According to yesterday’s released U.S. Department of Agriculture report, all cattle and calves are down 3 percent from last year — the lowest level since 1962. The total U.S. inventory is currently 89.3 million head as compared to January 2022 numbers of 92.1 million head.
Severe droughts across the Western United States coupled with increasing feed costs have led to dispersals and herd shrinkage with 3 percent fewer cows and heifers producing calves this year. The trend in fewer calves being born will likely continue with beef cows at 4 percent and heifer supplies at 6 percent below last year’s numbers.

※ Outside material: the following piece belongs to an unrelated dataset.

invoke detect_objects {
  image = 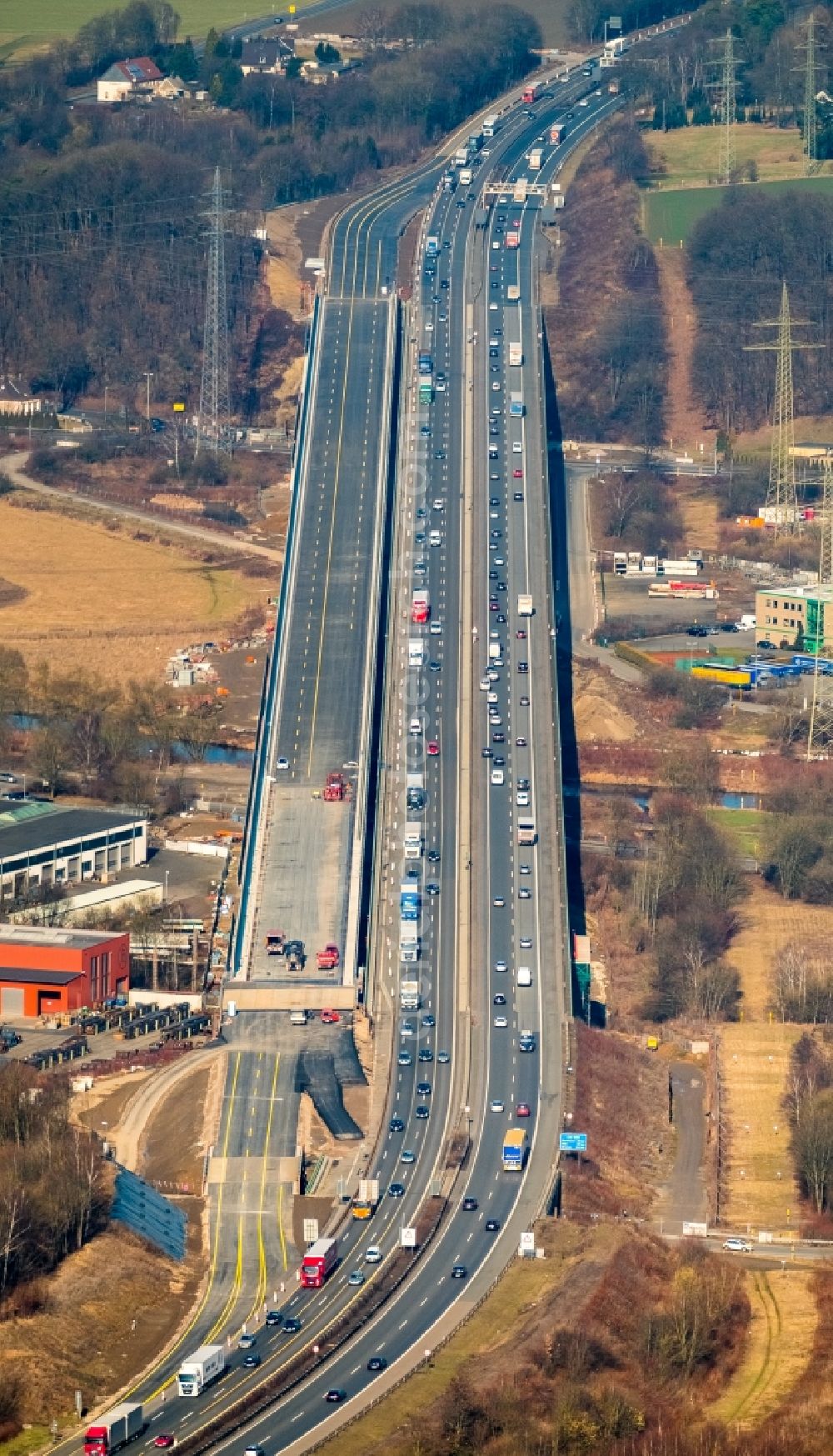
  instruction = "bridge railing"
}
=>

Farmers are also facing challenges such as record percent increases in cash receipts across many agricultural sectors, meanwhile, interest rates for operating loans will likely be double or triple what they’ve been in previous years.

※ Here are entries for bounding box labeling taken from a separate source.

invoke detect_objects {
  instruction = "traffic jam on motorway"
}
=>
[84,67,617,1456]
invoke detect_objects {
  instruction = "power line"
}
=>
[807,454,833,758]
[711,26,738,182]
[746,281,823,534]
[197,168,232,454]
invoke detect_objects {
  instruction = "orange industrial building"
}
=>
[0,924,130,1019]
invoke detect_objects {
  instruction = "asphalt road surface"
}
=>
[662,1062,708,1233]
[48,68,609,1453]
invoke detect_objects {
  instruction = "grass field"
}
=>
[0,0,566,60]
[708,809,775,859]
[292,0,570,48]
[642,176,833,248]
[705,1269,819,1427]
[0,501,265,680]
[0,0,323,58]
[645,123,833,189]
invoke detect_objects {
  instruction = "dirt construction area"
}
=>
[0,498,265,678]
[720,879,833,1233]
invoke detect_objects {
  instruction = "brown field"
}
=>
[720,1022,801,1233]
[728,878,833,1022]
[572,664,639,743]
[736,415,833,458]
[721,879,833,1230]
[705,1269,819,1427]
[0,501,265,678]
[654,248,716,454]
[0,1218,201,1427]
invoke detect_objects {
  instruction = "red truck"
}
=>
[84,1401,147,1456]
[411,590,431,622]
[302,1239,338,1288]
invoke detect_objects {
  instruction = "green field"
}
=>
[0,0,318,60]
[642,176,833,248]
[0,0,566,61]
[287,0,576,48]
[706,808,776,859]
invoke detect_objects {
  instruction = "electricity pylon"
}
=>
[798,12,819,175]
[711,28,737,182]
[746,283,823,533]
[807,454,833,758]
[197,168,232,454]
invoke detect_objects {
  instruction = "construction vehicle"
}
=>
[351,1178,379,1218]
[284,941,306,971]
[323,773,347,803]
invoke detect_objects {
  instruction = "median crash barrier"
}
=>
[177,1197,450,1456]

Cattle numbers heading to processing will undoubtedly be lower in the near future. Steers weighing over 500 pounds and calves under 500 pounds are down 3 percent, while total cattle on feed is down 4 percent.

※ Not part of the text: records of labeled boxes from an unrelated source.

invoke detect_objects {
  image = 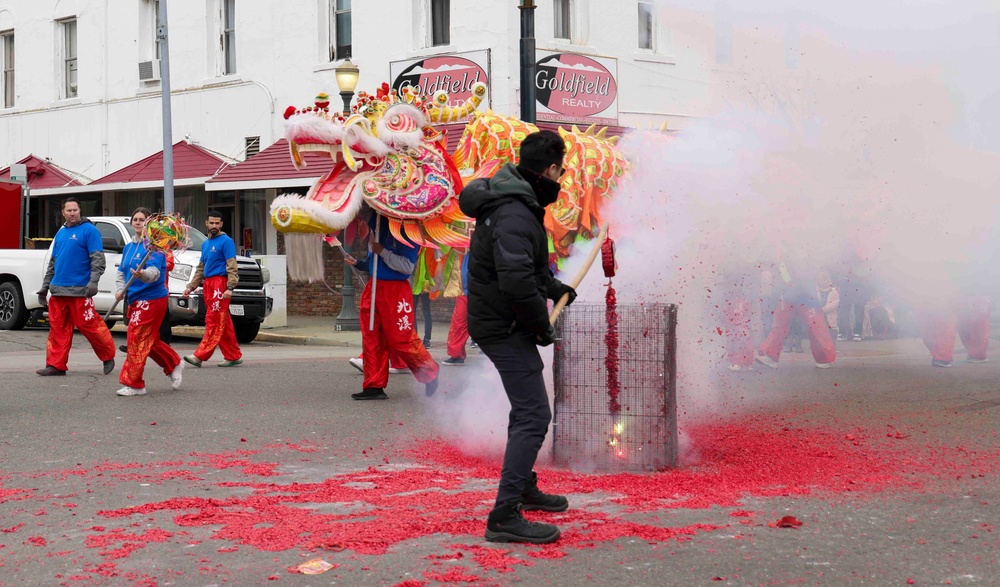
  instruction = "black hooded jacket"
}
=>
[459,163,565,344]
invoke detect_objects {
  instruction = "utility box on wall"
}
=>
[552,303,677,472]
[253,255,288,328]
[0,181,24,249]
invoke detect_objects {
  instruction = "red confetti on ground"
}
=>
[424,567,480,583]
[0,417,1000,587]
[767,516,802,528]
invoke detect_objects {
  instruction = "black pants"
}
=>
[479,333,552,504]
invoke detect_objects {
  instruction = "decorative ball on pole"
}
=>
[334,58,361,331]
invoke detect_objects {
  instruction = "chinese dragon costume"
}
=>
[271,83,628,290]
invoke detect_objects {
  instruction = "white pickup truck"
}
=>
[0,216,273,343]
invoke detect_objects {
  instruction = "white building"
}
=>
[0,0,710,253]
[0,0,952,253]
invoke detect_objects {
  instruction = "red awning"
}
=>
[205,139,333,191]
[90,141,231,189]
[0,155,87,190]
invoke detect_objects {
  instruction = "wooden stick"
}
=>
[104,249,153,321]
[368,214,382,332]
[549,224,608,326]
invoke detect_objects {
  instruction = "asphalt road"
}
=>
[0,330,1000,587]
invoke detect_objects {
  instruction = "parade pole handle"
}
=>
[104,249,153,320]
[549,224,608,326]
[368,214,382,331]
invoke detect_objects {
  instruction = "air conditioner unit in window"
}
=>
[139,59,160,82]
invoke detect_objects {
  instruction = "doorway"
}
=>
[208,192,240,248]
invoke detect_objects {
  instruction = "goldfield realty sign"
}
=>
[535,50,618,125]
[389,49,490,107]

“We’re going to be dealing with some sharp beef-supply declines for the next three years straight and therefore higher beef prices,” Rich Nelson, chief strategist for commodity broker Allendale told Reuters. “There will be no help in the coming years for the consumer.”
A decline in beef cattle inventory isn’t all that’s being seen. Milk replacement heifers were also down 2 percent from the previous year.
These numbers are in line with CattleFax’s predictions of a downward spiral of 5 percent in 2023. The predicted 5 percent drop would mean that inventory would hit the lowest point since 1951 — the last time the cattle inventory declined by 3 percent or more was in 1987.
Since November 2022, beef prices have been elevated — tight supplies and consumer demand will likely hold beef prices. Meanwhile, Rabobank has indicated that the U.S. herd will likely not begin to rebuild until at least 2025.